Lawyers and accountants escape licensing regime

financial-planners/commissions/disclosure/financial-services-reform/accountants/investment-advice/FPA/

16 August 2000
| By Julie Bennett |

Lawyers and accountants will not be subject to the same licensing requirements as financial planners if the findings of the Joint Statutory Committee on Corporations and Securities are accepted.

Lawyers and accountants will not be subject to the same licensing requirements as financial planners if the findings of the Joint Statutory Committee on Corporations and Securities are accepted.

The same recommendations will also exclude life advisers from having to disclose commissions on risk products.

In a parliamentary report on the Financial Services Reform Bill handed down earlier this week, the Committee recommends the expansion of the ‘declared professional bodies’ exemption, which means lawyers and accountants will not be subject to the financial planning licensing regime.

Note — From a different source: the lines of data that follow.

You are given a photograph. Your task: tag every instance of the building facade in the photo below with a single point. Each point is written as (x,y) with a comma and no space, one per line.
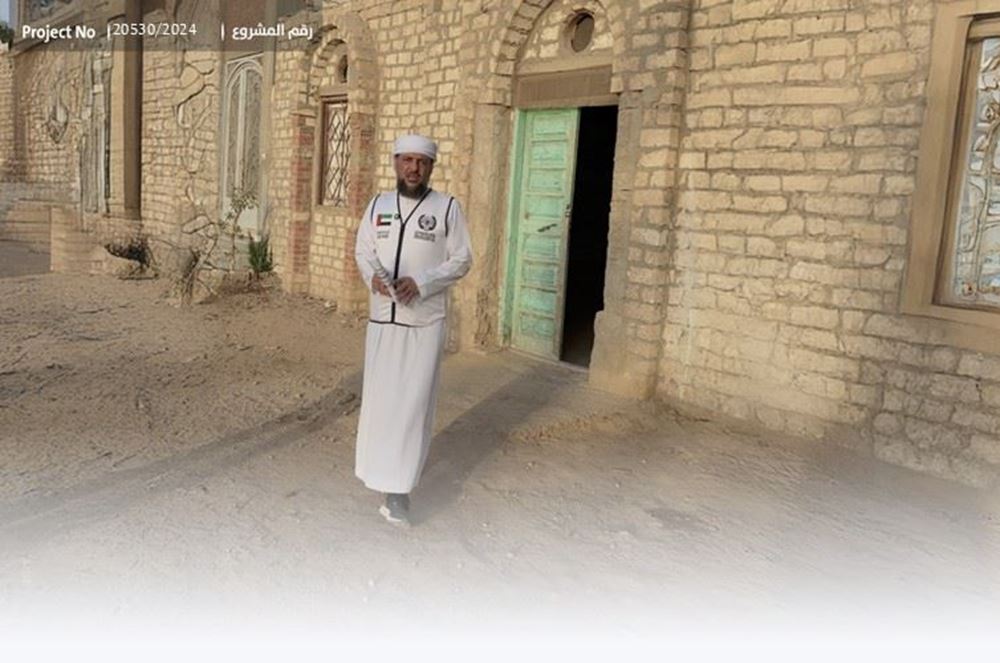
(778,210)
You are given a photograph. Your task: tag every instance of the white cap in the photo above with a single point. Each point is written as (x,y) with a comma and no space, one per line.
(415,144)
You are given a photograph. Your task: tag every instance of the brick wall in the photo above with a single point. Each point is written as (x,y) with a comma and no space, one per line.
(798,165)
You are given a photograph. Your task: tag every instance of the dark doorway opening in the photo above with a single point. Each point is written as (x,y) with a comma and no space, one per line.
(588,231)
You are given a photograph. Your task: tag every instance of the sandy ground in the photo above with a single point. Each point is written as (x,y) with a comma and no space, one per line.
(186,473)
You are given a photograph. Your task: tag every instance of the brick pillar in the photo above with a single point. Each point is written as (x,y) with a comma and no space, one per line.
(300,223)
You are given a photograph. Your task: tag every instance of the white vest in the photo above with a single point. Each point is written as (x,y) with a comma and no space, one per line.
(431,246)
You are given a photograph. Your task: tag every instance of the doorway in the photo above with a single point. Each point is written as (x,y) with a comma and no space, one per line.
(558,231)
(588,231)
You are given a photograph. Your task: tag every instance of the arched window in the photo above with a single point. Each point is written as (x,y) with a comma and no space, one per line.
(335,143)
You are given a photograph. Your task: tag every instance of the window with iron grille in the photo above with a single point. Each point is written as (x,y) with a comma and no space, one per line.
(953,272)
(336,153)
(971,265)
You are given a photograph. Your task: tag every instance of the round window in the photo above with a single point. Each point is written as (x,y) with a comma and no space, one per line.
(581,32)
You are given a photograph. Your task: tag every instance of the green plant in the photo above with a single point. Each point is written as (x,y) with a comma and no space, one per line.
(260,256)
(136,249)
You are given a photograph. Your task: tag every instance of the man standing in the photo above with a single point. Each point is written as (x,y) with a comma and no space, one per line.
(412,245)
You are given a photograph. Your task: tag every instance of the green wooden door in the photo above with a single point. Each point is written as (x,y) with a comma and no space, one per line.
(542,194)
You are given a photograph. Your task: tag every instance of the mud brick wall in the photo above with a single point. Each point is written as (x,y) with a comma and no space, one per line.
(798,164)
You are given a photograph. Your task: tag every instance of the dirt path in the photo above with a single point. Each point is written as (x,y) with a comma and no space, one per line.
(191,471)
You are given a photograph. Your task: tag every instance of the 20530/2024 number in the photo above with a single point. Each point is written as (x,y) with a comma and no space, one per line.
(152,29)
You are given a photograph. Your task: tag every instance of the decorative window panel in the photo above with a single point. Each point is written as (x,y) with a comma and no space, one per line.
(972,260)
(336,153)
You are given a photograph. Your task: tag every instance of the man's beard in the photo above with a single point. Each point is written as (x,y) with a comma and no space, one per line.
(410,192)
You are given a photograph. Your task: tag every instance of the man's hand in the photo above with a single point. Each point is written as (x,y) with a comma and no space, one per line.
(379,287)
(406,290)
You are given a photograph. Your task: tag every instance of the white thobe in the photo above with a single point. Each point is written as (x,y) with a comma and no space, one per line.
(404,345)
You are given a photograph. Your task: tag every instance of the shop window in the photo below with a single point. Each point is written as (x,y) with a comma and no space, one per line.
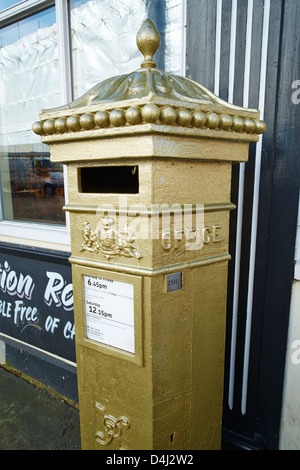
(32,187)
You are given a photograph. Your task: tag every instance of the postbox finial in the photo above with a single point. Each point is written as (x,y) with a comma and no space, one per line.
(148,41)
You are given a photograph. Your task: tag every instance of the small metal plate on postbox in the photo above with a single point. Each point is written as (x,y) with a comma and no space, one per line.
(173,282)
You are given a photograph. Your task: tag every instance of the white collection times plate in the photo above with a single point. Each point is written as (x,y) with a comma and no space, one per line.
(109,312)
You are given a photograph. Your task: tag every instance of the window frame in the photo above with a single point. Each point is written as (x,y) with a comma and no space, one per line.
(32,233)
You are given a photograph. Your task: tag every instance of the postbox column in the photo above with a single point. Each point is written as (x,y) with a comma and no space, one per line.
(149,159)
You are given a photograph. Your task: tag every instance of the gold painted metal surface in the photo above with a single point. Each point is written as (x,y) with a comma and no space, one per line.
(148,100)
(165,393)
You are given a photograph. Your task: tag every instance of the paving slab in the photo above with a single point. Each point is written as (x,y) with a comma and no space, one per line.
(31,418)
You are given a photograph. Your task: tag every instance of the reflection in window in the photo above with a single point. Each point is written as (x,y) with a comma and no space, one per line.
(32,187)
(8,3)
(103,37)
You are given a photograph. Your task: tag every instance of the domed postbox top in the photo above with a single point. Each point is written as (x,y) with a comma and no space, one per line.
(148,100)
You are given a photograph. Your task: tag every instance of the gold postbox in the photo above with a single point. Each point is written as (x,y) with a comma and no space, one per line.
(149,158)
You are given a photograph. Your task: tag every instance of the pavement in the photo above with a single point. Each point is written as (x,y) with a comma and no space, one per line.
(32,418)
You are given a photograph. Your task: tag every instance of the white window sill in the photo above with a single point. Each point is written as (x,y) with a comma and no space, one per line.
(36,235)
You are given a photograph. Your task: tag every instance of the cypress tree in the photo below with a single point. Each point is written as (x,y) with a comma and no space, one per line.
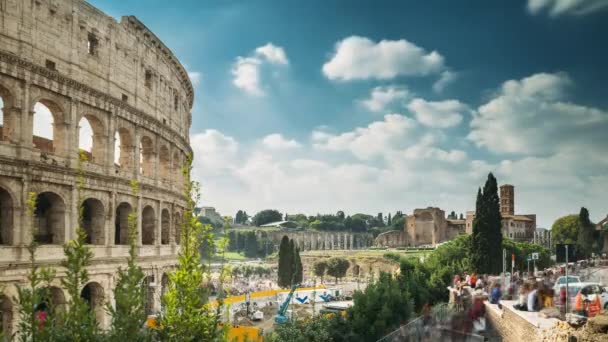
(486,240)
(292,262)
(284,272)
(299,274)
(494,225)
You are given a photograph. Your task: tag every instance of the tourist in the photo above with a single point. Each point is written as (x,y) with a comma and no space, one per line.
(495,294)
(456,280)
(533,301)
(521,305)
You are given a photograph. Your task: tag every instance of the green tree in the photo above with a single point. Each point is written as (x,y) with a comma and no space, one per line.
(586,240)
(129,313)
(285,264)
(487,234)
(298,270)
(337,267)
(378,310)
(566,229)
(319,268)
(238,218)
(267,216)
(251,245)
(186,315)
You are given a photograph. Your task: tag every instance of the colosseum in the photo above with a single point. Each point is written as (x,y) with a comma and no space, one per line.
(73,78)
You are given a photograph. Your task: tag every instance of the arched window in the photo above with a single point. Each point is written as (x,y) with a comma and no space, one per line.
(6,218)
(121,224)
(147,226)
(165,162)
(49,219)
(148,284)
(176,169)
(93,295)
(91,138)
(164,229)
(123,149)
(48,129)
(93,221)
(177,227)
(146,156)
(6,314)
(8,120)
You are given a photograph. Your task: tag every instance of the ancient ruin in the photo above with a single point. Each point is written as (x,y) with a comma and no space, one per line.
(64,65)
(429,226)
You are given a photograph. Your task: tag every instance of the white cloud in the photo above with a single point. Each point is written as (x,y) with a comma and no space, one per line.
(556,8)
(438,114)
(272,53)
(531,116)
(276,141)
(195,77)
(214,152)
(361,58)
(381,97)
(446,78)
(247,70)
(368,142)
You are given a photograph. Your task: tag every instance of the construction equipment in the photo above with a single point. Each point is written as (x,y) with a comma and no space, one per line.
(281,318)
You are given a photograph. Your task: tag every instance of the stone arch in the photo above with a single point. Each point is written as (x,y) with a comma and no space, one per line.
(165,219)
(177,224)
(164,285)
(49,219)
(6,217)
(6,315)
(91,138)
(8,118)
(121,224)
(93,221)
(94,296)
(176,168)
(147,226)
(165,162)
(148,284)
(49,132)
(146,156)
(123,148)
(57,299)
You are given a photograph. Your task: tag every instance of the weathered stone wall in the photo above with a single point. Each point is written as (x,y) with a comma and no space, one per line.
(129,84)
(312,240)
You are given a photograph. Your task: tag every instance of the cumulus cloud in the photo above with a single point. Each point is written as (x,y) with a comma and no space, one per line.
(446,78)
(381,97)
(438,114)
(214,152)
(276,141)
(195,78)
(247,70)
(361,58)
(556,8)
(272,53)
(368,142)
(532,116)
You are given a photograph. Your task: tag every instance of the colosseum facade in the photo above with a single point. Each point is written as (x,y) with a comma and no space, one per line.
(66,66)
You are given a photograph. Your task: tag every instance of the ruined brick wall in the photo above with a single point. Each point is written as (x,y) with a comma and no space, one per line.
(81,63)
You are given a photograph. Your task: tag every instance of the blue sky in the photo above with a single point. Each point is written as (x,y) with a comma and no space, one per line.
(319,106)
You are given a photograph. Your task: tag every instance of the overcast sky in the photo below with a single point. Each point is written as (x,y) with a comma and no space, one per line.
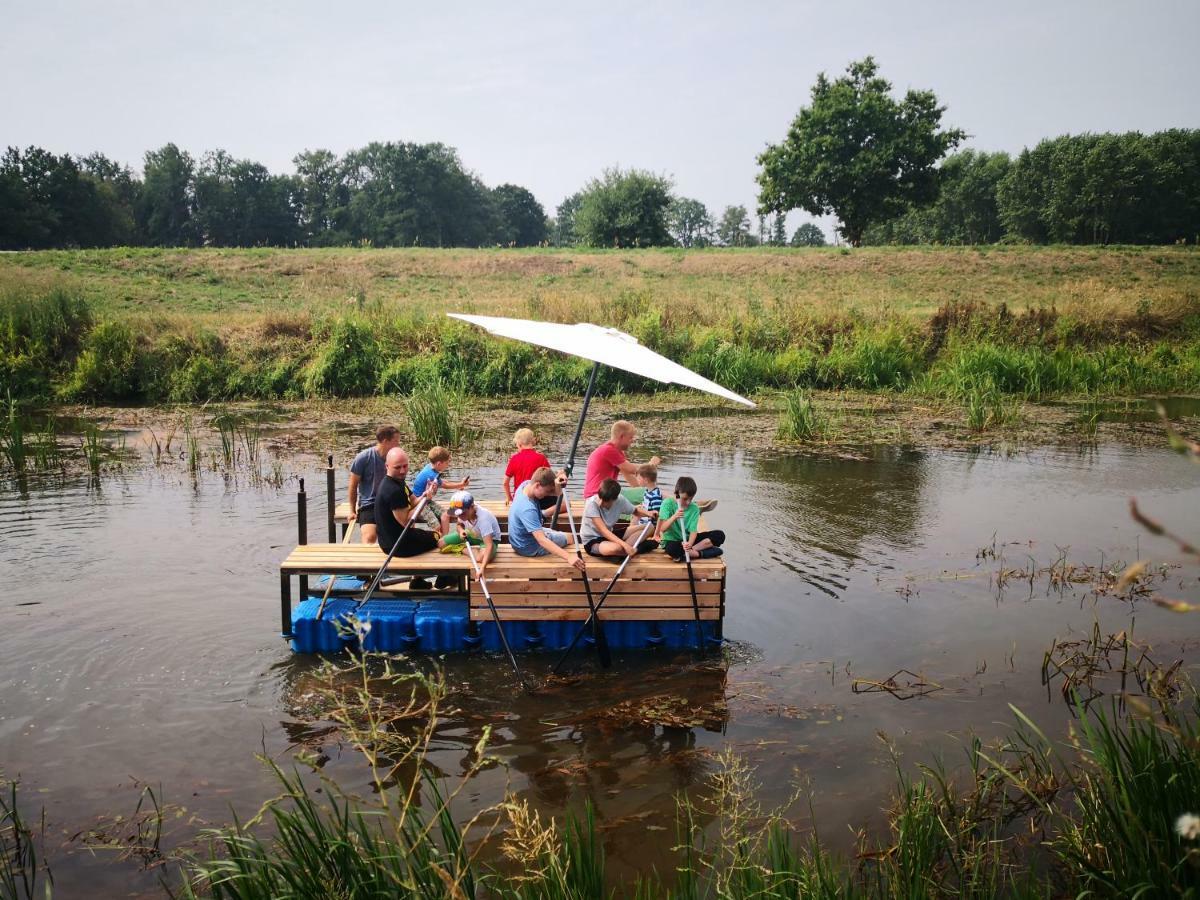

The Committee has also accepted the life industry’s argument that commission disclosure puts risk advisers at a competitive disadvantage. Consequently, life advisers will not be required to disclose commissions on risk products.

However the FPA has opposed this stance with Public Policy Manager, Con Hristodoulidis arguing that anyone who offers financial services advice should be subject to the same rules and regulations as the rest of the profession.

“The Committee’s argument that the investment advice given by accountants and lawyers is ‘incidental’ is a fallacy,” he says.

“Such advice is not considered ‘incidental’ by consumers who use it as a basis for significant financial decisions. Feedback from our members indicates that a significant number of consumers have lost money because of so-called ‘incidental’ advice.”

Hristodoulidis further argues that consumer protection will be undermined if life advisers are exempted from disclosure obligations.

“The Committee’s acceptance of the argument that such disclosure requirements would act as a competitive disadvantage for life agents is an insult to consumers,” he says. “Consumers have a right to know where undisclosed incentives are biasing the advice.”